The young Portuguese compositors trained at that institution were the ones who staffed the printing works not only of the British and American missionaries and other foreign printing establishments at Macao, Hongkong, Canton and other places, but also the composing rooms of Hongkong’s newspaper offices for several decades. But for these Portuguese compositors, the newspapers in Hongkong could not have functioned, as the expense of engaging compositors form England or elsewhere would have been prohibitive.

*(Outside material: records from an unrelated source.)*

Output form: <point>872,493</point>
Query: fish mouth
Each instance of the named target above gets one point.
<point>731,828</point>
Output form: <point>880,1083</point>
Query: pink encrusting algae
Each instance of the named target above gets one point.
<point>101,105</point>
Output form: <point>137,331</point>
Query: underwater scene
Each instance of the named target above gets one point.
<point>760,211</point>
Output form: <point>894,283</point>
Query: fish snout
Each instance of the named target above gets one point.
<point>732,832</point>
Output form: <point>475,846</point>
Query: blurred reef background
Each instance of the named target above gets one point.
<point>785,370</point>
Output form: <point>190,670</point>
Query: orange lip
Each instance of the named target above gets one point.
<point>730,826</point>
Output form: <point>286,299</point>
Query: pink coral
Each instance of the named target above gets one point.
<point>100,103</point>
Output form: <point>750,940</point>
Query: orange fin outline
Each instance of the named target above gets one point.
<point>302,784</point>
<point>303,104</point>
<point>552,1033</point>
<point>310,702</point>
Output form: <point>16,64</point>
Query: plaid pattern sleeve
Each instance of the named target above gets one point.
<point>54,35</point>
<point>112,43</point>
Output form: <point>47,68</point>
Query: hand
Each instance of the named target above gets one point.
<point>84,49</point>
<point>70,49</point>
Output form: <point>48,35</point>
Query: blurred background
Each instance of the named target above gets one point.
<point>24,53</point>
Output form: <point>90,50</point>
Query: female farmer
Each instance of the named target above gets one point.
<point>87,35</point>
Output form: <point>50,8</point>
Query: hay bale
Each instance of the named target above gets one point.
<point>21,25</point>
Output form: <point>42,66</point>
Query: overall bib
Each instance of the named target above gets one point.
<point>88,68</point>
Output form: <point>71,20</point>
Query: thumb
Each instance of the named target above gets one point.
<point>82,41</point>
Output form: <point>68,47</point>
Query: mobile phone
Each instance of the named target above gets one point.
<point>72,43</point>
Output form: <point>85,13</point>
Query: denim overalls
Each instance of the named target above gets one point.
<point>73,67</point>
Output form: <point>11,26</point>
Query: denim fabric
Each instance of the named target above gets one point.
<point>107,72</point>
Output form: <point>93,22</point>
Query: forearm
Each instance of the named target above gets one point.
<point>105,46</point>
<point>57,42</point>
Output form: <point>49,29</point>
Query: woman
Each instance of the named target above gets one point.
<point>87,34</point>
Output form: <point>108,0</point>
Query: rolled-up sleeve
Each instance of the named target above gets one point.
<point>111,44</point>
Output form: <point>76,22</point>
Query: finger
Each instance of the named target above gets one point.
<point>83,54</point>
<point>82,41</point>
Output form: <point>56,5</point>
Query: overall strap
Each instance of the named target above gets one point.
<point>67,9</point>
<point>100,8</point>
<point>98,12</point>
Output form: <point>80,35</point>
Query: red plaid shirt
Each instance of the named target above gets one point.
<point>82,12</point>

Other Portuguese printers besides Mr. Noronha went on from Hongkong to places farther North, as new ports were opened to trade along the China coast, and they started their own printing businesses
at Canton, Swatow, Amoy, Foochow, and Shanghai. From the Portuguese as well as the missionary printeries the Chinese learned the trade of setting up the foreign style type and the art of printing by the “strange methods” of these foreigners.

When we think of the great daily newspapers and the thousands of well printed and illustrated books which pour out of the large printing establishments in the Far East at the present time, we do well to remember the debt that is owed to Macao. It was from that little Portuguese colony that the art of modern printing spread to Hongkong and to the rest of the Far East. The pioneer printers at Macao, whose names even are unknown or unremembered to-day, have not been given their proper due for the contribution they made to the advance of Western knowledge in the Orient. Their work is apt to be forgotten, though it well deserves an honoured place in the story of the spread of man’s civilising influences by means of the printed word.

I have often pondered on the foresight of those priests of old Macao, who, early in the XIXth century, gave a thought to the material needs of their flock and furnished so many of them with a knowledge of the printer’s art, thus enabling quite a number of Portuguese youths to earn a living in a new profession. What a fine thing it would have been if the educational authorities of Hongkong, civil as well as ecclesiastical, had been as thoughtful of those whose education had been entrusted to them! Had they but thought it their duty to look ahead and provide instruction adapted to the individual natural aptitudes of the youth of Hongkong, what a difference it might have made too many members of the Portuguese and other communities in Hongkong!

I trust that in the newer world which is coming, the needs of the young men and women of Hongkong will not continue to be disregarded, and that they will be given the necessary preparation and opportunity to enable them to fill a worthy place in the world.

[NOTE. – In the foregoing pages references have been made to some of the early members of the Portuguese community in Hongkong; others will be mentioned in the next few chapters. The particulars were prepared by my father, but he did not complete them. I have endeavoured to add to my father’s observations, but am conscious of omissions in family records. I should be thankful, therefore, if those in possession of pertinent information would supply me with particulars, so that they may be included in later chapters or in any reprint of this book which it may eventually be possible to make. – JACK M. BRAGA].